相変わらず、高橋さんの周りにはたくさんの人が居て、やっぱり何処に行っても華のある人とは、こういう人をいうんだろうな。 高橋さんは、何処に行っても人気者だ。
そう思うと、さっきまで一緒にショッピングをしていた高橋さんが、今は遠い存在に感じる。
「大丈夫?」
日本語で話し掛けられたので、自然に前に立っている人を見上げると太田さんが立って居た。
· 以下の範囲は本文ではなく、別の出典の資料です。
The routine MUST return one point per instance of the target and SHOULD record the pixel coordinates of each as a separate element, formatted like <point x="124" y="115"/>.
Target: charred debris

「はい。 大丈夫です。 ちょっと、ご挨拶回りで疲れちゃって……」
「ハハッ……。 慣れないと、大変だよね。 僕も最初の頃は、本当に疲れたよ。 気疲れっていうのもあるしね」
太田さんが、隣の椅子に座った。
「君の上司も、もう直ぐ此処に来るよ」
「そうなんですか?」
「先に行って、矢島さんの相手をしていてくれと、さっき言われたから」
高橋さん。
そんなことを、太田さんに頼んでたんだ。
「相変わらず、高橋さんは優しいからな」
太田さんはグラスワインを飲みながら、向こうで談笑している高橋さんを見ていたが、暫くすると太田さんが言ったとおり、高橋さんもこちらに向かって歩いて来た。
あと、10メートル。
やっぱり遠目に見ても、高橋さんはタキシードがよく似合う。
上手く言い表し難いが、太田さんも決して似合わないわけではないけれど、高橋さんは着こなし方が他の人と何か違う。
周りの人に軽く会釈をしたり手を振ったりして、高橋さんがこちらに向かってきた。
あと、5メートルぐらい。
高橋さんと、目が合った。
少しだけ小首を傾げ、こちらに向かって微笑んでくれていたが、それを遮るように目の前に背の高い金髪の女性が現れてしまった。